Re: HEADERS and flow control

On 2014–05–21, at 9:50 PM, Greg Wilkins <gregw@intalio.com> wrote:

> 
> On 21 May 2014 09:57, David Krauss <potswa@gmail.com> wrote:
> The user has no motivation to get around flow control.
> 
> Perhaps not today, but what about in 10 years time or 20 years time???
> 
> Plus, I can already consider situations where it is desirable now.  Any time a HTTP/2.0 connection is used for shared traffic (perhaps from a connection aggregator or even just multiple client tabs all accessing a common host/service), then bypassing flow control can give an unfair slice of the multiplexed channel.  Indeed not only are headers not flow controlled, they cannot be interleave with other frames!

The solution (which I mentioned) is to limit the size of the decoded header set. This is already necessary to keep an implementation stable. At least, that’s sufficient if the length of the block is limited by the size of the set. If duplicates are allowed, then the encoding of a header set may be arbitrarily large. If an intermediary doesn’t catch such an exploit, then I can see commandeering the connection from a reverse proxy to a server this way.

But enabling flow control would only promote an abuse. The decoded header set should not consume unbounded resources, or more than a typical connection window, no matter what. The restriction which is needed (or really, only deserves mention in the spec), is stronger than flow control.
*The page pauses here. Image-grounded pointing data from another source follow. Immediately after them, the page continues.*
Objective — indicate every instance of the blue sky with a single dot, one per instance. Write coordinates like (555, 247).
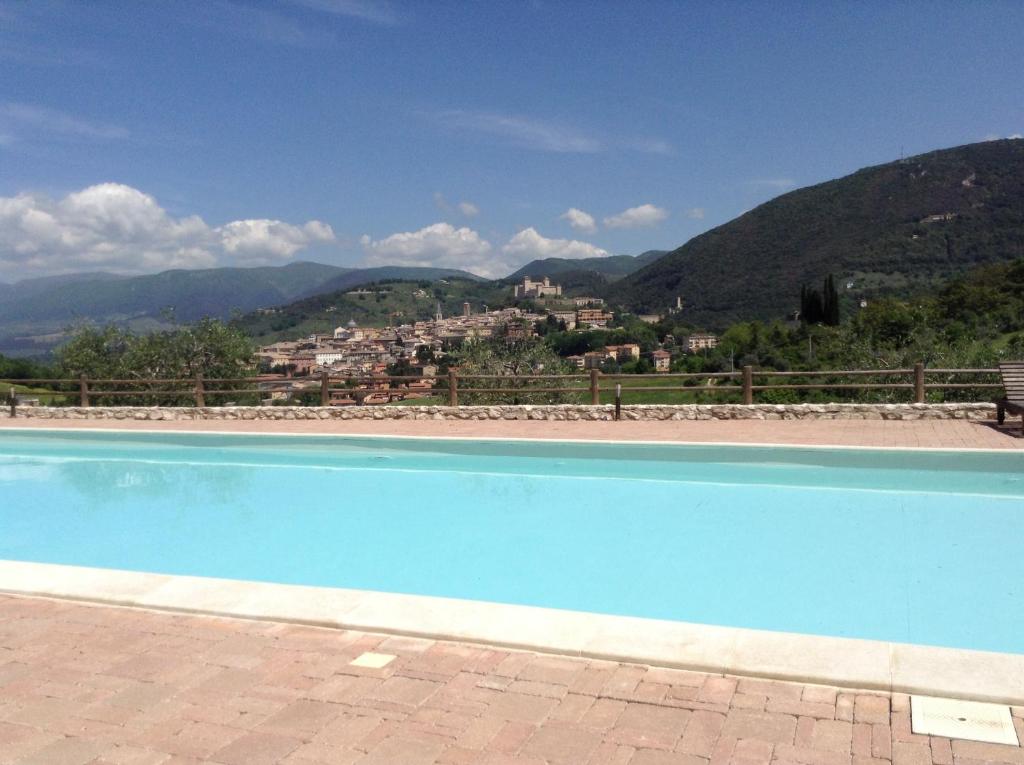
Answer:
(138, 136)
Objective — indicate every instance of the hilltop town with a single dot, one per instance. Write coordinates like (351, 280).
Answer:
(415, 350)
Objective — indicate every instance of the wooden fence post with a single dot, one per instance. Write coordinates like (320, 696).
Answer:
(453, 388)
(200, 390)
(83, 390)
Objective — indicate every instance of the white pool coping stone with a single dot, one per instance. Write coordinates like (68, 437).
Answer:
(810, 659)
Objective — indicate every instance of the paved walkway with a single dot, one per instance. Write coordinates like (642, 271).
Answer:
(914, 433)
(100, 685)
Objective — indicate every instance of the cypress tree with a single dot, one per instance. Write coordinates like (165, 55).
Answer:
(829, 303)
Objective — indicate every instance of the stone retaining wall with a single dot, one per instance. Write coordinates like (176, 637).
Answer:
(554, 412)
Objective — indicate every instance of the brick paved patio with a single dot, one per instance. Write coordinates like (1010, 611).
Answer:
(92, 684)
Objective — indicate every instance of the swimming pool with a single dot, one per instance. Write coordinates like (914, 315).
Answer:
(908, 546)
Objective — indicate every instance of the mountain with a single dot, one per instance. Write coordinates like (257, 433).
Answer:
(611, 266)
(37, 307)
(368, 275)
(892, 228)
(387, 301)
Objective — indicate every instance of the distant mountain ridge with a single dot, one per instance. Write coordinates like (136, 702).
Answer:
(611, 266)
(892, 228)
(45, 305)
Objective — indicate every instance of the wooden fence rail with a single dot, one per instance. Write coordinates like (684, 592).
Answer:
(747, 381)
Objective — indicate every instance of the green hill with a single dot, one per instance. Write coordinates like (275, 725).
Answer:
(894, 228)
(612, 266)
(378, 304)
(34, 312)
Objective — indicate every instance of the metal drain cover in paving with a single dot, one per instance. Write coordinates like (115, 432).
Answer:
(955, 719)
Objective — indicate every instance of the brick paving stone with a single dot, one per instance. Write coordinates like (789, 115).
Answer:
(833, 735)
(650, 692)
(765, 726)
(911, 754)
(871, 709)
(403, 751)
(603, 714)
(657, 757)
(624, 681)
(536, 688)
(479, 732)
(861, 744)
(571, 708)
(404, 690)
(591, 681)
(552, 670)
(702, 730)
(752, 752)
(770, 688)
(722, 752)
(521, 708)
(195, 739)
(844, 707)
(801, 708)
(646, 726)
(942, 753)
(882, 747)
(819, 694)
(104, 686)
(610, 753)
(810, 756)
(717, 690)
(980, 751)
(257, 749)
(561, 745)
(511, 737)
(749, 702)
(126, 755)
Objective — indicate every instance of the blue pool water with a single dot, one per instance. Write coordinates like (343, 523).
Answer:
(896, 545)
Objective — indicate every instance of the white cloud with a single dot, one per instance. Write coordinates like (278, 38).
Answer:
(543, 135)
(522, 131)
(117, 227)
(652, 145)
(528, 245)
(777, 183)
(368, 10)
(260, 241)
(19, 121)
(580, 220)
(440, 245)
(637, 216)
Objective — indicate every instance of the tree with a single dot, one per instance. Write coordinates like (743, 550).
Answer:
(208, 347)
(506, 359)
(829, 302)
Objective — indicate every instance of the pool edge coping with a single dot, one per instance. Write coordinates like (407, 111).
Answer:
(217, 431)
(851, 663)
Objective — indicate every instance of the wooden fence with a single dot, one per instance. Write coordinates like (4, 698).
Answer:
(748, 383)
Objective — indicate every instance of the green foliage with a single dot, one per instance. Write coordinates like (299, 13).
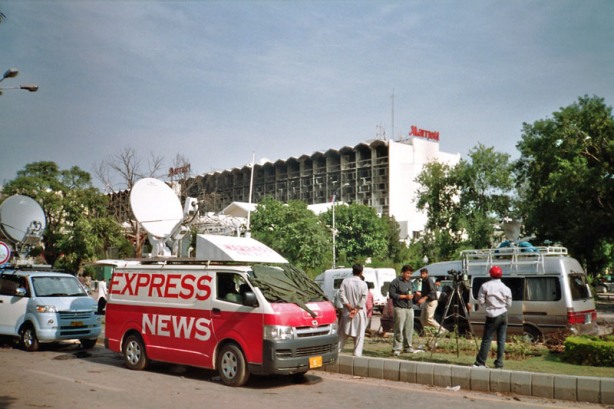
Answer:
(594, 351)
(465, 202)
(566, 179)
(361, 233)
(78, 228)
(295, 232)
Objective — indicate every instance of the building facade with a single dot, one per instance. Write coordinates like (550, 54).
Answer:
(379, 173)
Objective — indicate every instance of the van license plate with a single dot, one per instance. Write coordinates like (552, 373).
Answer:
(315, 362)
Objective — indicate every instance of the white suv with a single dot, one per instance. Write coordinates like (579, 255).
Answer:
(42, 306)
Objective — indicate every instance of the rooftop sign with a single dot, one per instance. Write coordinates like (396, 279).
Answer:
(423, 133)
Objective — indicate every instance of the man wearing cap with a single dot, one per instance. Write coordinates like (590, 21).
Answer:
(498, 298)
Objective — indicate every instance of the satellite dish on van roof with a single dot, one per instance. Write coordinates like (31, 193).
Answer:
(22, 219)
(156, 207)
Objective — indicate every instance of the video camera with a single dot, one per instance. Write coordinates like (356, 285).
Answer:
(456, 276)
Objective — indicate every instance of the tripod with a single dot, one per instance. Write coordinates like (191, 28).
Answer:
(455, 299)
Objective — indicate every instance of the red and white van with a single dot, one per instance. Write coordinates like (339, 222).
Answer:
(230, 309)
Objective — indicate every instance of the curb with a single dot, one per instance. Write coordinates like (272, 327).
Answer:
(564, 387)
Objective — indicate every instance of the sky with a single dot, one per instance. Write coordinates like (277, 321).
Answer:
(220, 82)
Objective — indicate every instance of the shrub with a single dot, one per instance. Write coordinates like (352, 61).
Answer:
(589, 350)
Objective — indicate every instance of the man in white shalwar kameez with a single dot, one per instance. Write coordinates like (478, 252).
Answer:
(353, 321)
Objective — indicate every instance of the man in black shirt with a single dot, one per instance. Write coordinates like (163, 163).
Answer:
(401, 295)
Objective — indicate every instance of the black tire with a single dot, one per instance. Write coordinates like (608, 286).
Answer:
(231, 366)
(29, 340)
(88, 343)
(531, 334)
(134, 352)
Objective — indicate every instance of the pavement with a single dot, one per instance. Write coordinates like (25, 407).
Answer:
(457, 377)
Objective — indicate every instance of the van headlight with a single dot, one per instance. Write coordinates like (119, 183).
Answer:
(45, 308)
(278, 332)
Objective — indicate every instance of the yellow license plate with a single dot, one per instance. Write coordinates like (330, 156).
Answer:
(315, 362)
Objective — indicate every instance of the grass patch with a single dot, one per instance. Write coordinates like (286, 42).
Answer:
(519, 355)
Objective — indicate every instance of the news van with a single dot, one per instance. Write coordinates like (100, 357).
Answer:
(238, 307)
(550, 291)
(330, 282)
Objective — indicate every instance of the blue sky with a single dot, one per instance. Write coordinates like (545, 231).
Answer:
(218, 81)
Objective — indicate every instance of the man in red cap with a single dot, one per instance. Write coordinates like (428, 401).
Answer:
(498, 298)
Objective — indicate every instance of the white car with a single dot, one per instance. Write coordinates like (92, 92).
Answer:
(44, 306)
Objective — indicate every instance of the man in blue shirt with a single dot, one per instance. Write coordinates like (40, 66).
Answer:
(403, 315)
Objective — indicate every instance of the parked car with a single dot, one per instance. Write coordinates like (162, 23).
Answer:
(45, 306)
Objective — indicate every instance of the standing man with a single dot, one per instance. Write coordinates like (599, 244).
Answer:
(498, 298)
(428, 302)
(353, 295)
(403, 315)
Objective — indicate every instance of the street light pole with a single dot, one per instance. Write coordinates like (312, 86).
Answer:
(334, 228)
(12, 73)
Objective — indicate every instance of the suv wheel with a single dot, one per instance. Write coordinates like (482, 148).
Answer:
(29, 341)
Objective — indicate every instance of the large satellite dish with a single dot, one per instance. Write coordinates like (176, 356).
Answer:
(22, 220)
(158, 209)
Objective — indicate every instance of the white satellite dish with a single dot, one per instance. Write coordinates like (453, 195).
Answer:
(158, 209)
(22, 220)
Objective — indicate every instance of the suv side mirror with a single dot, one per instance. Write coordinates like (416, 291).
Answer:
(249, 299)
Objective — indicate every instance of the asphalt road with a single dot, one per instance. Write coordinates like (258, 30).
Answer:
(64, 376)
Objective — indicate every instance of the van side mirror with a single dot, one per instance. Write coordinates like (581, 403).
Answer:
(249, 299)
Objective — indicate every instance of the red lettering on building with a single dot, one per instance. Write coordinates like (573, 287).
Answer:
(423, 133)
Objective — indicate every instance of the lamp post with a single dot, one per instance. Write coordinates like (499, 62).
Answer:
(12, 73)
(334, 228)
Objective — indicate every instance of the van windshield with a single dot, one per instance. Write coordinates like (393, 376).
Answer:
(286, 283)
(57, 287)
(578, 287)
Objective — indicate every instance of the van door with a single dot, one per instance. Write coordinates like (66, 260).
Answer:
(544, 307)
(514, 313)
(12, 307)
(231, 320)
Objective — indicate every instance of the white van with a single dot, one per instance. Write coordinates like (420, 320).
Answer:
(330, 282)
(550, 292)
(45, 306)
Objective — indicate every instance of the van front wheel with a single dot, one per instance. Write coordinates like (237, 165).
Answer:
(134, 353)
(231, 366)
(29, 341)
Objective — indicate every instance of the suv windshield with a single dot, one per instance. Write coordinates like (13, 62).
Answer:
(286, 283)
(57, 287)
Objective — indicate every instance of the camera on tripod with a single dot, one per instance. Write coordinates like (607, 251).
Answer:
(456, 276)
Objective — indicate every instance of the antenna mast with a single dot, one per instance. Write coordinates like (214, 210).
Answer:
(392, 114)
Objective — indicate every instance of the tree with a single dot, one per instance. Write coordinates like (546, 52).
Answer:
(464, 203)
(361, 233)
(294, 231)
(122, 170)
(438, 196)
(78, 228)
(486, 187)
(566, 180)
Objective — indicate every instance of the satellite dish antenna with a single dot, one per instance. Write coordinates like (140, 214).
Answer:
(158, 209)
(22, 221)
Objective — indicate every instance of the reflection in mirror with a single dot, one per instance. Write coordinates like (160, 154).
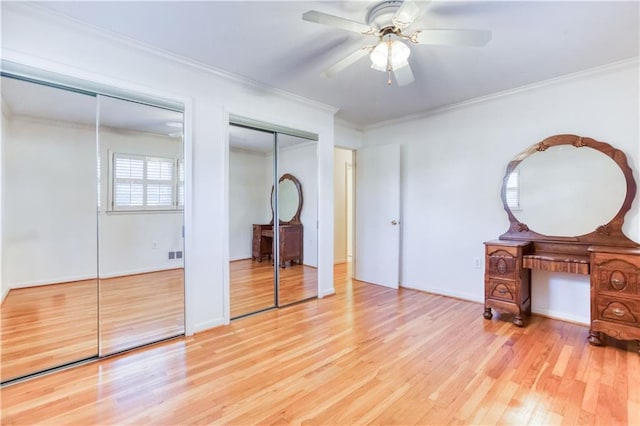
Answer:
(288, 200)
(251, 272)
(49, 287)
(297, 167)
(557, 187)
(141, 262)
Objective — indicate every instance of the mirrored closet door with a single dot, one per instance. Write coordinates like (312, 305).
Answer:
(251, 174)
(49, 263)
(272, 216)
(140, 232)
(92, 226)
(297, 207)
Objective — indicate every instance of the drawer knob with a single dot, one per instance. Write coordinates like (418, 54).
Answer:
(618, 280)
(501, 266)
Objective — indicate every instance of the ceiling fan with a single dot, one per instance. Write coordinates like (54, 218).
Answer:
(387, 20)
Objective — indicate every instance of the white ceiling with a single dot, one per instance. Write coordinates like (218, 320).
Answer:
(268, 42)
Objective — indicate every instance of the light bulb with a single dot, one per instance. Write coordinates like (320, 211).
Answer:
(379, 56)
(399, 54)
(381, 59)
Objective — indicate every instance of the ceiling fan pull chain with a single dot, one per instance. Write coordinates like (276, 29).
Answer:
(390, 44)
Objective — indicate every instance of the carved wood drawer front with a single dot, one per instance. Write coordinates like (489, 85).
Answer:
(619, 277)
(502, 265)
(502, 290)
(625, 311)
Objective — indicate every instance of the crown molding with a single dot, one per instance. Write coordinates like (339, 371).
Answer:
(39, 12)
(602, 69)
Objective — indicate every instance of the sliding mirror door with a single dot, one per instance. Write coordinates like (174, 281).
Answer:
(251, 270)
(141, 255)
(49, 194)
(297, 208)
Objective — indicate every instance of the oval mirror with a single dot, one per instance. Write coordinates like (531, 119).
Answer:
(551, 188)
(557, 188)
(289, 199)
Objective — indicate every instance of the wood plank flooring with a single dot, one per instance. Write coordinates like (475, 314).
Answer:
(367, 355)
(141, 308)
(51, 325)
(70, 332)
(252, 285)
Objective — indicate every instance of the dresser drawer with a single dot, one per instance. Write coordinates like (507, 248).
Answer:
(501, 290)
(616, 309)
(501, 265)
(617, 276)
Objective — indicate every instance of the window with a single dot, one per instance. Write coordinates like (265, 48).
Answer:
(513, 191)
(147, 183)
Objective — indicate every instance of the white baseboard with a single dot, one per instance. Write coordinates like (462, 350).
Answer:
(166, 267)
(207, 325)
(327, 292)
(60, 280)
(562, 316)
(69, 279)
(454, 294)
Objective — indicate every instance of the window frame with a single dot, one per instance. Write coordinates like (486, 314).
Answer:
(175, 184)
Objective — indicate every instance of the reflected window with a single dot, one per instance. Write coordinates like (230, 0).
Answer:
(147, 183)
(513, 191)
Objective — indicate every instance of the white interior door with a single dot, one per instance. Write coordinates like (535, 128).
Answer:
(377, 215)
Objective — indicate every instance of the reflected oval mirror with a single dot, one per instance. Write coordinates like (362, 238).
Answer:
(568, 186)
(288, 200)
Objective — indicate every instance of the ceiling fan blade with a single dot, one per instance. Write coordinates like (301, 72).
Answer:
(403, 75)
(349, 60)
(452, 37)
(337, 22)
(408, 12)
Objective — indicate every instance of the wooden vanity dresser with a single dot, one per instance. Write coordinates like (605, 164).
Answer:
(610, 258)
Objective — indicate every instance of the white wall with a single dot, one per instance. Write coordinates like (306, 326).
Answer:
(250, 181)
(38, 39)
(49, 202)
(5, 116)
(49, 205)
(453, 163)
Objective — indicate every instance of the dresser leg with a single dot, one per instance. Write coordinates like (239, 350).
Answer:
(595, 338)
(518, 321)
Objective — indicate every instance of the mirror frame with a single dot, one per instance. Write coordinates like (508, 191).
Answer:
(296, 217)
(610, 233)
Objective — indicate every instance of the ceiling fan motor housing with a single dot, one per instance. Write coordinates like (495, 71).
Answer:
(381, 16)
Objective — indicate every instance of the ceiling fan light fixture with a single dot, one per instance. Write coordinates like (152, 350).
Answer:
(389, 54)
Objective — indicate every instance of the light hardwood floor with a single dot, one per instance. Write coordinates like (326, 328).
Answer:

On 2014–05–21, at 10:32 PM, Michael Sweet <msweet@apple.com> wrote:

> Even with the current header compression, there is no reason to prevent intervening DATA frames, or to omit HEADER frames from the scheduling/queuing algorithms that clients and servers must implement for HTTP/2.  The only requirement based on the header compression algorithm that has been adopted is that there can only be a single set of HEADER frames in flight in either direction, and I don't think that is a big step beyond what is already required.


Decoding takes resources even with a stateless compressor, because the in-flight header set needs to exist in memory. With the current algorithm, the server can at least hope that having a complete header set, and beginning to service the request, will free up resources to handle a new header set.